Bernard Thilie est né rue du Vieil-Abreuvoir à Roubaix dans un débit de tabac enfumé nommé « le Havane ». C’est à Roubaix qu’il a vécu une scolarité chaotique qui lui a permis de fréquenter la quasi-totalité des écoles de cette ville, lassant la patience des enseignants de cinq établissements sur les treize visités. Après un service militaire houleux dans l’artillerie, dont témoigne l’absence de clochers de certains villages du Poitou, il a sévi pendant quarante ans dans le monde fertile des engrais, milieu culturel s’il en est. Il a découvert la littérature à dix ans au travers de la comtesse de Ségur et depuis, lit en moyenne trois livres par semaine. Si Hemingway et Maupassant sont ses modèles, il aime également les policiers (McBain, Williams, Connely) ainsi que la bonne science-fiction (Simak, Silverberg). En 2003, il réalise son rêve et se met à l’écriture. Sept romans à ce jour, dont une biographie de chef d’orchestre toujours à la recherche d’un éditeur courageux, une vision personnelle et vécue de mai 68, et la suite de Nuit de chine. 

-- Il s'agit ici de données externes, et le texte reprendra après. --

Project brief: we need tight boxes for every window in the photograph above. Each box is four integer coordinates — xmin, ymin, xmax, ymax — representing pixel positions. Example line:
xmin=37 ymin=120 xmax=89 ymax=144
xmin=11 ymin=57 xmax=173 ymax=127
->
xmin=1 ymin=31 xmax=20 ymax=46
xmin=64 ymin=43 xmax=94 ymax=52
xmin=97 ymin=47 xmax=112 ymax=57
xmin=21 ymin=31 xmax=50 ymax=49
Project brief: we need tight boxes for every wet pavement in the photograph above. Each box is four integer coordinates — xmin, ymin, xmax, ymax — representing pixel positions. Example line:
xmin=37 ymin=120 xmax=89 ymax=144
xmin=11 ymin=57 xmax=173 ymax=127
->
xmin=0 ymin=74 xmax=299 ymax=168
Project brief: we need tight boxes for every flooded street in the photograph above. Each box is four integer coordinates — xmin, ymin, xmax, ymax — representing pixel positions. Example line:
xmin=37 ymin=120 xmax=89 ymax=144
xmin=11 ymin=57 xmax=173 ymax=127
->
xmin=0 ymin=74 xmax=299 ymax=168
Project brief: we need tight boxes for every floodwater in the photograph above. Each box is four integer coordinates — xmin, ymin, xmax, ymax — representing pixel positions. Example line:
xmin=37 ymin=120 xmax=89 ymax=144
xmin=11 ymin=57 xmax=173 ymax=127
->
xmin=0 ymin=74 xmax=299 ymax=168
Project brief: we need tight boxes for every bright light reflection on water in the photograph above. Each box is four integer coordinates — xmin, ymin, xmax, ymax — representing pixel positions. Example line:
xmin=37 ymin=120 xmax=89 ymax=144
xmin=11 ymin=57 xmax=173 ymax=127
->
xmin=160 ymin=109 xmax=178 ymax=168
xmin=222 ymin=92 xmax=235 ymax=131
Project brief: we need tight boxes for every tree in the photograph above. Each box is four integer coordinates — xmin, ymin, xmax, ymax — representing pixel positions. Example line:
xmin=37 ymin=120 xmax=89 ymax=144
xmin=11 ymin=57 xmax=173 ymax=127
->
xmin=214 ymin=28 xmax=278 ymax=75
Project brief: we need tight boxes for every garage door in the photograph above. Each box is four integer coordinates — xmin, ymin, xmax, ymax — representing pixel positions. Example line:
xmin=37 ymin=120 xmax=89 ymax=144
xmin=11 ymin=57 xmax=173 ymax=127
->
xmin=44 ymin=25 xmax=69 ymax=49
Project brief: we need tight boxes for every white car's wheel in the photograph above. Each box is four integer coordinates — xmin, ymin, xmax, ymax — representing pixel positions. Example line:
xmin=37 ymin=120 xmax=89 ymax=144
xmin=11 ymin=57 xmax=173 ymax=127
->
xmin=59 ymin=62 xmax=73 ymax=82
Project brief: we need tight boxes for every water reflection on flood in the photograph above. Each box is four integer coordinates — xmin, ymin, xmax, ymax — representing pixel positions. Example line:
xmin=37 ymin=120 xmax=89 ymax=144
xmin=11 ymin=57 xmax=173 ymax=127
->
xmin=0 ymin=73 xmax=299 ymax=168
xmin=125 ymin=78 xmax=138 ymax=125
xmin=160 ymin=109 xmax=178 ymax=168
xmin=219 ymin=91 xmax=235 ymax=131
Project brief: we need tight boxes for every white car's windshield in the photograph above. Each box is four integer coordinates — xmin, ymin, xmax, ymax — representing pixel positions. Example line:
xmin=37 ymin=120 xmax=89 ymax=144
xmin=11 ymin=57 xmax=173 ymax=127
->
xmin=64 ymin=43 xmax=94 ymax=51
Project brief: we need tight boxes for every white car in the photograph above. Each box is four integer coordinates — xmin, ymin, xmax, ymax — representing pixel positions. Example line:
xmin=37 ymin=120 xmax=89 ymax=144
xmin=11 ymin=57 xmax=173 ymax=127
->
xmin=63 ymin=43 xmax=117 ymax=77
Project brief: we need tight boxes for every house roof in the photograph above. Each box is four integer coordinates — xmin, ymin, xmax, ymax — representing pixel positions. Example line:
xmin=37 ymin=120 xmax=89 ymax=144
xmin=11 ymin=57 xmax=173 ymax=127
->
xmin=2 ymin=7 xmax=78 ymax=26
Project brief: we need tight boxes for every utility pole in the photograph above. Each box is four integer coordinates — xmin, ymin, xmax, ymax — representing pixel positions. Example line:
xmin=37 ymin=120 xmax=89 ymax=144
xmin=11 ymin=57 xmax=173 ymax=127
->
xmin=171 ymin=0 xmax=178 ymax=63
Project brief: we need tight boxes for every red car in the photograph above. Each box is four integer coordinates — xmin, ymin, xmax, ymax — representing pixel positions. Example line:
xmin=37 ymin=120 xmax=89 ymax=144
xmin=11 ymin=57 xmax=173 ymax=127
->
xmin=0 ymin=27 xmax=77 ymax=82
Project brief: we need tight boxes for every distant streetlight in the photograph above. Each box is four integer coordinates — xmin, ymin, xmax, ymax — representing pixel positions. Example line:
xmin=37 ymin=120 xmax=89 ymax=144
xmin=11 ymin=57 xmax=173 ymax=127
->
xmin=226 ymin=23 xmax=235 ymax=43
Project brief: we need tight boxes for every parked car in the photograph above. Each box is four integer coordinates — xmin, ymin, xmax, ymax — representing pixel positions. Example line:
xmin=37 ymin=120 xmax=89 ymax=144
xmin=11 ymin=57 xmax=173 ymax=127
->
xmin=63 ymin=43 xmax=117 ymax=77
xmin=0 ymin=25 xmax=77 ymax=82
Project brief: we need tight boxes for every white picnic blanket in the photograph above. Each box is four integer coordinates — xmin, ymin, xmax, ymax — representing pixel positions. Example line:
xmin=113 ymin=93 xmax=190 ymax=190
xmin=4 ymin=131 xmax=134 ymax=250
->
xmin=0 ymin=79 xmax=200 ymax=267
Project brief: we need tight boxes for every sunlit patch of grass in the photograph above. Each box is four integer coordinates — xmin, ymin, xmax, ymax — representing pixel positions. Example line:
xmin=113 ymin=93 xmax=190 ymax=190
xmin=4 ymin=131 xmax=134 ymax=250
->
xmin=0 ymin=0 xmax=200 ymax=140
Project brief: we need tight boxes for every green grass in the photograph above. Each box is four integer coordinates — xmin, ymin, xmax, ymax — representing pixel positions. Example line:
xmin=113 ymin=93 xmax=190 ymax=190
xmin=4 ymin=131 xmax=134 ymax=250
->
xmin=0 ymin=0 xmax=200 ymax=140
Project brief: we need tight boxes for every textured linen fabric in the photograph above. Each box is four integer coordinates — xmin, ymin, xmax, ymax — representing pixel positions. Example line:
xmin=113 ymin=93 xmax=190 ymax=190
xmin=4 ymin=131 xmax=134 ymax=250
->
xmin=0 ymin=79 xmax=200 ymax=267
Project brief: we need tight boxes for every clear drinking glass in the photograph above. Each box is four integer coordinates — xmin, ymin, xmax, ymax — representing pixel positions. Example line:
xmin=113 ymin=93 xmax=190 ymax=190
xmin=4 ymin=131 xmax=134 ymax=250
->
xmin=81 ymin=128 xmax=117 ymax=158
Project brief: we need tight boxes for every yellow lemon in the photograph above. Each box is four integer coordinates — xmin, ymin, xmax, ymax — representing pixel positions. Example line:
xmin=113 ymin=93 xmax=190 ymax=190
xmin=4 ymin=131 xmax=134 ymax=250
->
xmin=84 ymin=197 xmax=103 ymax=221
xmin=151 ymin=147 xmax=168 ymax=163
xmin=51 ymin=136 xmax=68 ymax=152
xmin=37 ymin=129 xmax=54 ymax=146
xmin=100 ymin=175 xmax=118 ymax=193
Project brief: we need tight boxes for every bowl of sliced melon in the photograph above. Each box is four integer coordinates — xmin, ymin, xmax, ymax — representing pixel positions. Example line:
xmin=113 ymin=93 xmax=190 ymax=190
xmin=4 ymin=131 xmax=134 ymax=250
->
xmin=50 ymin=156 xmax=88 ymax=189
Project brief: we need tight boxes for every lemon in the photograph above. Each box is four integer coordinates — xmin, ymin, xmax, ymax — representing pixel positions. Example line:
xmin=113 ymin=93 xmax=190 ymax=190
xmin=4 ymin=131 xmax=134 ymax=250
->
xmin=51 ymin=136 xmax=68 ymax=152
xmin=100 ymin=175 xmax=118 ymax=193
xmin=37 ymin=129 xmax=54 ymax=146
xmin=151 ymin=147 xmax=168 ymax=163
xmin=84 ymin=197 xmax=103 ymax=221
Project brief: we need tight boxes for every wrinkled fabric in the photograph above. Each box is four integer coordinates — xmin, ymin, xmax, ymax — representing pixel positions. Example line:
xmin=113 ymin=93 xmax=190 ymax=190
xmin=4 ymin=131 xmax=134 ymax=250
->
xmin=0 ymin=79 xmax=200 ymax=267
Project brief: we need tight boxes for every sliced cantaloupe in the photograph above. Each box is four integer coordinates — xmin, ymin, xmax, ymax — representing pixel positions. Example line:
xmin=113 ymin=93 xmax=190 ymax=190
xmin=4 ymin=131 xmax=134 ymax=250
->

Ses passions : les véhicules de collection, l’aviation, le cinéma, la musique (toutes, du moment qu’elles soient bonnes), les poètes Léo Ferré et Jean Ferrat, les humoristes Jean Yanne, Marcel Aymé et Pierre Doris.

Aujourd’hui retraité, l’auteur coule des jours paisibles en Normandie sur les plages du débarquement, anciennement côté allemand, tout en jetant quotidiennement sur la mer un regard inquiet parce qu’on ne sait jamais.

Sa philosophie de la vie : une seule chose est certaine, c’est que rien n’est sûr.